- Mace at the Greek national Football Team Museum in Chania, Crete
- Born: 10 October 1971 (age 54) London, England
- Occupations: Television producer and presenter
- Employer: ITV Studios
- Height: 5 ft 11.5 in (1.816 m)

= Joe Mace =

British TV producer & presenter (b.1971)

Joe Mace (born 10 October 1971) is a British television producer and presenter.

==Professional life==

After co-devising and producing Mighty Truck of Stuff, a children's TV show for independent UK producer Endemol, Mace then undertook the role of head of Entertainment Development for Children's BBC, where his credits included Hotel Trubble, Copycats and Help! Teach is Coming to Stay.

In 2008 Mace became the head of entertainment development at the BBC, where highlights included Tonight's the Night, Totally Saturday and Eurovision, Your Country Needs You!. In 2012, Joe became ITV Studios head of development. His credits since include: Fool Britannia, Stepping Out, Get Your Act Together, Keep It in the Family, Meet the Parents and Love Island for ITV and One Hundred and Eighty for Sky1. In April 2016, Mace was promoted to Commissioner, Entertainment, ITV, where his commissions have included The Masked Singer, Deal or No Deal, Genius Game, and Beat the Chasers.
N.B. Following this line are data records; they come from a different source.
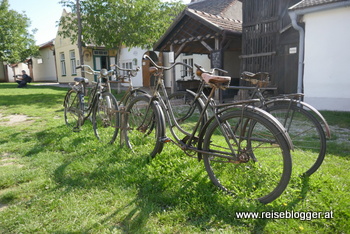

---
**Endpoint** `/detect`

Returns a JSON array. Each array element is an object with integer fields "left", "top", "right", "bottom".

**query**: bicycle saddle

[
  {"left": 74, "top": 77, "right": 89, "bottom": 84},
  {"left": 242, "top": 71, "right": 269, "bottom": 78},
  {"left": 202, "top": 73, "right": 231, "bottom": 85}
]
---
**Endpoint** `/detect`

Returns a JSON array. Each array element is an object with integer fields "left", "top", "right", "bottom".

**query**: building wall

[
  {"left": 0, "top": 61, "right": 7, "bottom": 82},
  {"left": 33, "top": 47, "right": 57, "bottom": 82},
  {"left": 304, "top": 8, "right": 350, "bottom": 111},
  {"left": 118, "top": 47, "right": 146, "bottom": 87},
  {"left": 7, "top": 63, "right": 30, "bottom": 82}
]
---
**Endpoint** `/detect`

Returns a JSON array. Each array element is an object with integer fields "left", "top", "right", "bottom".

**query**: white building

[{"left": 290, "top": 0, "right": 350, "bottom": 111}]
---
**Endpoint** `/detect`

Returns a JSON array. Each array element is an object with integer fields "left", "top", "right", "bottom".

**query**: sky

[{"left": 8, "top": 0, "right": 191, "bottom": 45}]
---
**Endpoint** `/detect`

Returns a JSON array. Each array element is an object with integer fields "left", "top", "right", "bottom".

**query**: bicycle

[
  {"left": 125, "top": 56, "right": 293, "bottom": 203},
  {"left": 170, "top": 66, "right": 330, "bottom": 176},
  {"left": 63, "top": 65, "right": 118, "bottom": 144},
  {"left": 109, "top": 64, "right": 147, "bottom": 144},
  {"left": 180, "top": 70, "right": 330, "bottom": 176}
]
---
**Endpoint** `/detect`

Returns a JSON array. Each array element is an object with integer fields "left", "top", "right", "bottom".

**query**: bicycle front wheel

[
  {"left": 267, "top": 102, "right": 326, "bottom": 176},
  {"left": 64, "top": 90, "right": 84, "bottom": 131},
  {"left": 92, "top": 92, "right": 119, "bottom": 144},
  {"left": 203, "top": 110, "right": 292, "bottom": 203},
  {"left": 124, "top": 95, "right": 165, "bottom": 158}
]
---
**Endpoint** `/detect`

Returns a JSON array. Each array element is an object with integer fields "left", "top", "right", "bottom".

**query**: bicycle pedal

[
  {"left": 159, "top": 137, "right": 172, "bottom": 143},
  {"left": 73, "top": 127, "right": 81, "bottom": 132}
]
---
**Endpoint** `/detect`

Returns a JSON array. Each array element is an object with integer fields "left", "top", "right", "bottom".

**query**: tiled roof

[
  {"left": 188, "top": 0, "right": 236, "bottom": 15},
  {"left": 290, "top": 0, "right": 349, "bottom": 10},
  {"left": 188, "top": 9, "right": 242, "bottom": 32}
]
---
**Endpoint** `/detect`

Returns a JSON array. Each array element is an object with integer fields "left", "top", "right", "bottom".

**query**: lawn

[{"left": 0, "top": 84, "right": 350, "bottom": 233}]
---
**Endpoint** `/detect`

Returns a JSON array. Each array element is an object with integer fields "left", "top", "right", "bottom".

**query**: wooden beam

[
  {"left": 175, "top": 42, "right": 187, "bottom": 60},
  {"left": 201, "top": 41, "right": 213, "bottom": 52}
]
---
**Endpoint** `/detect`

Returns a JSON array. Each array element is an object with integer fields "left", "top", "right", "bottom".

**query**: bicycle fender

[
  {"left": 152, "top": 100, "right": 166, "bottom": 153},
  {"left": 63, "top": 89, "right": 71, "bottom": 107},
  {"left": 266, "top": 99, "right": 331, "bottom": 139}
]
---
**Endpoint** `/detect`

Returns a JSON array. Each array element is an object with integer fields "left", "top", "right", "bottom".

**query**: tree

[
  {"left": 59, "top": 0, "right": 185, "bottom": 48},
  {"left": 0, "top": 0, "right": 39, "bottom": 64}
]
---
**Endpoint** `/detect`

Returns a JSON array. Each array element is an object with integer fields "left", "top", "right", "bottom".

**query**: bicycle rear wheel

[
  {"left": 124, "top": 95, "right": 165, "bottom": 157},
  {"left": 203, "top": 110, "right": 292, "bottom": 203},
  {"left": 64, "top": 90, "right": 84, "bottom": 131},
  {"left": 267, "top": 102, "right": 326, "bottom": 176},
  {"left": 92, "top": 92, "right": 119, "bottom": 144}
]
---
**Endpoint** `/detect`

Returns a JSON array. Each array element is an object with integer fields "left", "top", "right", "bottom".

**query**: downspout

[{"left": 288, "top": 11, "right": 305, "bottom": 93}]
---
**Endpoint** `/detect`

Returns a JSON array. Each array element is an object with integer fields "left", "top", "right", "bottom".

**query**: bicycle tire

[
  {"left": 267, "top": 102, "right": 327, "bottom": 176},
  {"left": 64, "top": 89, "right": 84, "bottom": 132},
  {"left": 169, "top": 91, "right": 208, "bottom": 137},
  {"left": 124, "top": 95, "right": 165, "bottom": 158},
  {"left": 203, "top": 110, "right": 292, "bottom": 203},
  {"left": 92, "top": 92, "right": 119, "bottom": 144}
]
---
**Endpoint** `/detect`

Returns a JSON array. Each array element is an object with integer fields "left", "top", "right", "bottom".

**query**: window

[
  {"left": 60, "top": 53, "right": 67, "bottom": 76},
  {"left": 181, "top": 59, "right": 193, "bottom": 77},
  {"left": 94, "top": 50, "right": 108, "bottom": 56},
  {"left": 122, "top": 62, "right": 132, "bottom": 76},
  {"left": 69, "top": 50, "right": 77, "bottom": 75}
]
Before becoming a producer, Mace presented TV shows including Come Fly with Me, Top of the Pops Plus, The Saturday Show, The Holiday Show, and The Album Chart Show. In 1999, Mace co-wrote and co-starred alongside best friend Ben Dunn in a six-part sitcom, Joe's Pop Shop, which appeared on BBC Worldwide's UK Play channel. In 2023, Mace took his one-man-show Wedding Bingo to the Edinburgh Fringe Festival.

==Personal life==

Mace was born one of two children in October 1971 in Kennington, London, and is a lifelong fan of the football club West Ham United. He currently resides in Clapham, London and is married with two children. In 2014 he achieved a life ambition by completing the Bosphorus Cross Continental Swim, a 6.5 km race, while dressed in full West Ham kit. Mace is related to the famous bare-knuckle fighter Gypsy Jem Mace, the reputed father of boxing, and is one of the U.K.'s foremost amateur leather turners. He was recently honoured by The Greek National Football Team Museum (as pictured) for his work.